MRSM FELDA or MJSC FELDA is a college in Sungkai, Batang Padang District, Perak, Malaysia. It is one of the MARA Junior Science College group of co-educational boarding schools. The school was named Kampus Tun Abdul Razak after Tun Abdul Razak, the founder of FELDA. The school is built on an 86.06 acre area within Feldajaya Utara. The school is the most expensive and the second-largest MRSM school in Malaysia, and can currently accommodate up to 1000 students from the age of 13 (Form 1) to 17 (Form 5).

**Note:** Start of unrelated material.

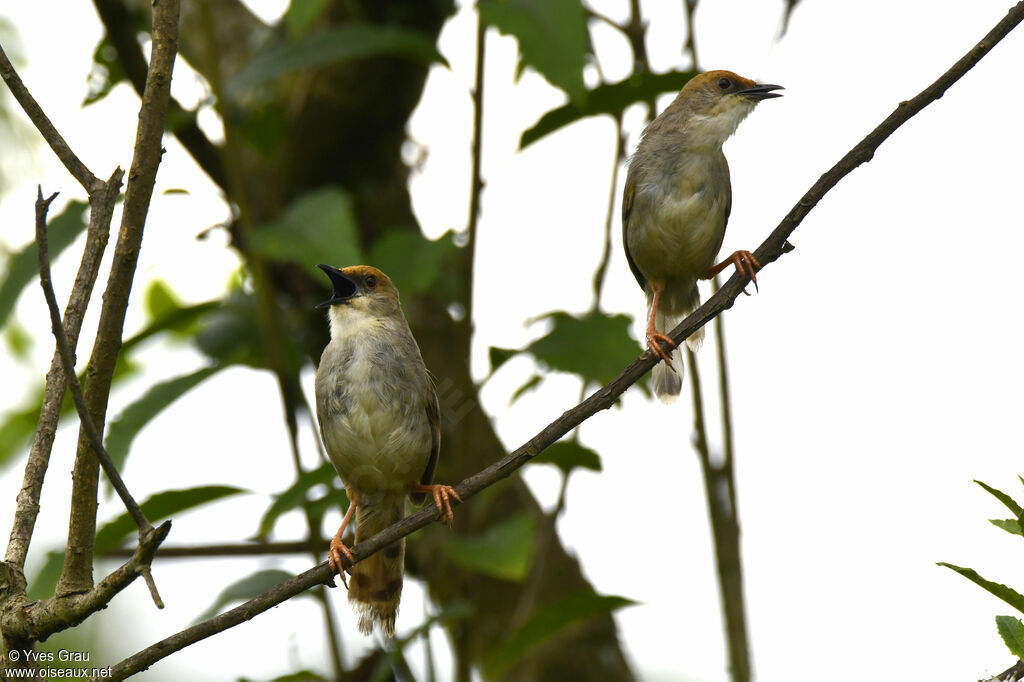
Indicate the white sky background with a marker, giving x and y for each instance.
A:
(873, 377)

Some of the local refer the school as MRSM Trolak after the nearest township.

==History==

MARA Junior Science College FELDA is the 37th college established by the Majlis Amanah Rakyat (MARA) and the Federal Land Development Authority (FELDA), from an idea by the Y.A.B. Dato' Sri Najib bin Tun Abdul Razak who admired the college's accomplishments in the SPM and PMR. Following the signing of the agreement, which was named the "Perjanjian Kerjasama Antara MARA Dan FELDA on 30 March 2007. MJSC FELDA was the fifth MJSC built in Perak.

The college officially began operations on 1 December 2007, led by the Principal Saleh bin Osman, assisted by the Deputy Principal of Academic Affairs and Student Affairs Deputy Principal and 19 teachers and 16 employees. The college has received a total of 210 pilot group of students who are Form 1 students on 18 February 2008.

The new building, developed on a site measuring 86.06 acre in North Feldajaya, became fully operational on January 4, 2010. Students from Form 1 were called back to continue their studies at the MJSC FELDA. The building was named of "Kampus Tun Abdul Razak" on July 7, "Hari Peneroka Kebangsaan" 2010.

MJSC FELDA has appeared in the Malay drama Aku Mahu Terbang, in a scene showing that the main character stays at Aspura Block.

==Alumni==

The alumni group of the college, MRSM Kuala Kubu Bharu, was established in 2012 by MRSM Felda's SPM leavers of 2011, by nine co-founders consisting of the first SPM Batch who later became the core members and committees. As of 14 August 2013, the Alumni association is registered under the Malaysian Registrar of Societies. The first President of ALFA was Rifhan Hafiz, who was also the head of the Student Representative Council of 2010/2011. Qawi Elias who is one of the co-founders now currently serve as the Club's Chairman.